Rebuilding movements will require lots of things, but one is working to make movements a more plausible path towards change in the minds of more people in North America. I can see three things that will contribute to that.
- Focus on movement building that seeks to build from what people are already doing. All of us have moments of resistance in our everyday lives, moments in which we refuse to act according to the oppressive logics that organize our social relations, in which we refuse our own dehumanization or we refuse to be complicit in the dehumanization and violence experienced by others. It is connecting to those moments that is the most basic antidote to the implausibility of movements: "You're doing that and I'm doing this, so why don't we get together and talk about it and do something together?" I'm not sure that those of us with radical politics and considerable privilege are always very good at doing this, but it has to be the basis of moving forward, because that connection with everyday experience and everyday resistance is, I think, central to piercing the "there is no alternative" paralysis that keeps all effective paths towards change from seeming plausible.

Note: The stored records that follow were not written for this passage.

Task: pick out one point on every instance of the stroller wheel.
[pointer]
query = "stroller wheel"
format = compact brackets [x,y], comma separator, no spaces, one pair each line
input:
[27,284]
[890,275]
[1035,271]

- Those of us with energy that is not totally consumed with struggles for our own survival and liberation need to make decisions about expending that energy such that active local struggles actually win. Arguing that movements are the only way forward might be useful, but demonstrating that they can actually achieve gains for ordinary people is much more likely to be convincing. So put a high priority on actively supporting the strike going on in your city, the struggle against the city council decision to pave over a meadow, the anti-poverty and immigration-related direct action casework -- whatever it is, use your energy and your resources and your privilege to contribute to victories, because victories create plausibility for movements.

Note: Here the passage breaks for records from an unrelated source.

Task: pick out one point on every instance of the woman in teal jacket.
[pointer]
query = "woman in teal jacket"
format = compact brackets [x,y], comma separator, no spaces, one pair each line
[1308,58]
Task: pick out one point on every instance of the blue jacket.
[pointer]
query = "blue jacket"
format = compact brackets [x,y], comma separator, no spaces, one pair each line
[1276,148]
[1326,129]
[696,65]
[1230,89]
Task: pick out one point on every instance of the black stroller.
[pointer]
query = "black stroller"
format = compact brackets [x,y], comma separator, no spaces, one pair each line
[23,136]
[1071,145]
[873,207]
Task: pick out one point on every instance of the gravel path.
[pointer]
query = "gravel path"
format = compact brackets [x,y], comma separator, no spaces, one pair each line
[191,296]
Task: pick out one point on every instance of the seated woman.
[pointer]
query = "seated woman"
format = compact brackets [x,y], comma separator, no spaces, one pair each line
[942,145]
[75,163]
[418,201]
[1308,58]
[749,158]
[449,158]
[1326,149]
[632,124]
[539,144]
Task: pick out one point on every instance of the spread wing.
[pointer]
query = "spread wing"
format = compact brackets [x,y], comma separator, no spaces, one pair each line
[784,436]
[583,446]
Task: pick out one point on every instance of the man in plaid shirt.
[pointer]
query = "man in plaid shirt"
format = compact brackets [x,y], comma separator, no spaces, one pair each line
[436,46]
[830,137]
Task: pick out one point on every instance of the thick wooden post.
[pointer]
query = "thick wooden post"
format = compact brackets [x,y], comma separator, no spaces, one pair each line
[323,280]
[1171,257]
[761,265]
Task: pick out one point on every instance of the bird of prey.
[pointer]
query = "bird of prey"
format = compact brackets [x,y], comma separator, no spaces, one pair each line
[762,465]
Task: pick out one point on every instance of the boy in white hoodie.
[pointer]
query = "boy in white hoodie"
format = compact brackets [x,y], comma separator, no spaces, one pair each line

- Work to create a culture of social justice, a culture of resistance. By that I mean we should model ways of living which assume that working to create movements for social justice is important, useful, and entirely ordinary. Build community with this idea in mind. Talk and write blogs and 'zines and other media with this as a built-in assumption. And resist the urge to do it in insular, disconnected ways (a la, for example, certain big-A Anarchist communities) -- rather, seek to inject this sense wherever possible into ordinary life.
Now that I write them, these three suggestions seem woefully inadequate. I suppose it is important to read them in light of broader discussions of revitalizing movements and doing all of the things that come out of those discussions in order to make our movements more vibrant and effective, because efficacy and plausibility reinforce each other. In any case, though they seem like tiny steps compared to what we face, I still think that grounding our work in everyday experience, pushing for small victories, and living an ordinary, non-insular, but integrated-into-life culture of social justice and liberation are at least small parts of what it will take to breath new life into social movements in North America.